Several alternatives exist for providing the required physical properties. One of the most widely used approaches in a process simulation is in applying an activity coefficient model, such as the nonrandom two-liquid model (NRTL) [1] for modeling the liquid phase nonideality in combination with dedicated, usually empirical correlations for the pure-component vapor pressures, liquid and vapor phase heat capacities, liquid density and further required properties. The gas phase is most often approximated as an ideal gas. This approach shows several drawbacks: it is not suited for high-pressure applications because the pressure dependence of the activity coefficients is usually neglected, and the ideal gas approximation will not be justified. The nonideality of the gas phase then also has to be addressed in calculating the vapor enthalpy. Furthermore, special treatment is necessary for components with a critical temperature lower than the simulation temperature.

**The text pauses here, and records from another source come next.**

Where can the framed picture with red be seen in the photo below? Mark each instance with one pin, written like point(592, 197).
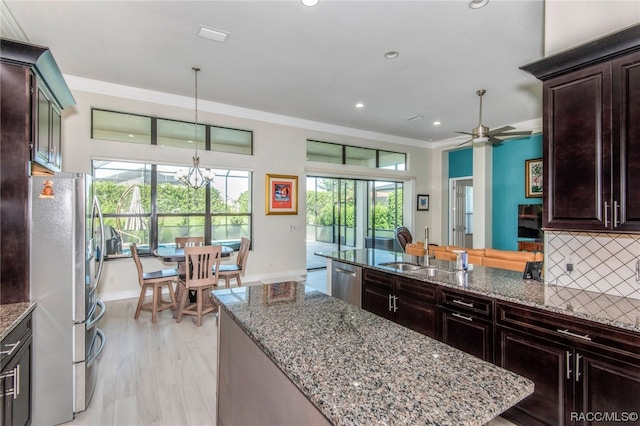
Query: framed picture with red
point(281, 194)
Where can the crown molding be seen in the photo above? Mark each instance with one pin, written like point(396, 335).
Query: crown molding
point(128, 92)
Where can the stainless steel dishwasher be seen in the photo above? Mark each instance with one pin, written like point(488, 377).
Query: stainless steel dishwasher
point(346, 282)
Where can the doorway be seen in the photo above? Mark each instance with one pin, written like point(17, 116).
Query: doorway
point(461, 212)
point(351, 213)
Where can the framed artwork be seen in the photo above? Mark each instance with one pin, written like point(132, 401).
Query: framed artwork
point(423, 202)
point(284, 292)
point(533, 178)
point(281, 194)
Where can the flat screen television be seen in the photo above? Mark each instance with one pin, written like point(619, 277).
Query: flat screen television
point(530, 221)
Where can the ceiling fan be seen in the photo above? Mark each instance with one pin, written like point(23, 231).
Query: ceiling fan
point(482, 134)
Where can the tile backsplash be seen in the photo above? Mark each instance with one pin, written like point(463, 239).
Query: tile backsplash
point(602, 263)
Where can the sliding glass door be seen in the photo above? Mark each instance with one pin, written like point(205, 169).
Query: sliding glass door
point(351, 213)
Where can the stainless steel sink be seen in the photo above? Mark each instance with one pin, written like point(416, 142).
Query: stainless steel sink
point(403, 266)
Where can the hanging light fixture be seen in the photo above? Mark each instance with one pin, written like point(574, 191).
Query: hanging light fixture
point(195, 177)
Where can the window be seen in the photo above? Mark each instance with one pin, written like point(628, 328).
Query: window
point(326, 152)
point(131, 128)
point(144, 204)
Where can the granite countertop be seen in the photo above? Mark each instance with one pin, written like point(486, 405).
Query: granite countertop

An equation of state model complemented with expressions for ideal gas heat capacities of all pure species can provide all static thermodynamic properties. Furthermore, models for transport coefficients, such as viscosity, thermal conductivity, or diffusion coefficients, exist which build on outputs of an equation of state. However, simple cubic equations of state such as the Peng-Robinson [2] or Soave-Redlich-Kwong [3] equations of state can only be applied to simple molecules and in general, do not produce results that are accurate enough for all required properties in most real-world processes simulation applications. The need for more accurate thermodynamic models applicable also to molecules showing complex molecular interactions such as hydrogen-bonding or polar interactions led to the development of more sophisticated, physically-based equations of state such as the statistical associating fluid theory (SAFT) developed by Chapman et al. [4,5] and Jackson et al. [6] based on the work of Wertheim [7–10]. SAFT leads to an expression for the residual Helmholtz energy Ares(T,ρ,x) = A(T,ρ,x) − Aig(T,ρ,x), where Aig denotes the Helmholtz energy of the ideal gas at temperature T, number density ρ and mole fractions x. The value of Ares is obtained as the sum of different contributions. Each contribution takes into account a specific type of molecular interaction. The different Helmholtz energy contributions are developed using perturbation theory which (under suitable conditions) allows to obtain the thermodynamic properties of a target fluid with specified interaction potential from the properties of a reference fluid with a simpler interaction potential and known properties. The advantage of SAFT is that it allows to include a contribution for highly directional attractive interactions such as hydrogen-bonding which makes it a suitable choice for modeling the properties of molecules (and their mixtures) exhibiting such complex molecular interactions. Different SAFT-type equations of state can be derived depending on the choice of reference fluid and interaction potential of the target fluid.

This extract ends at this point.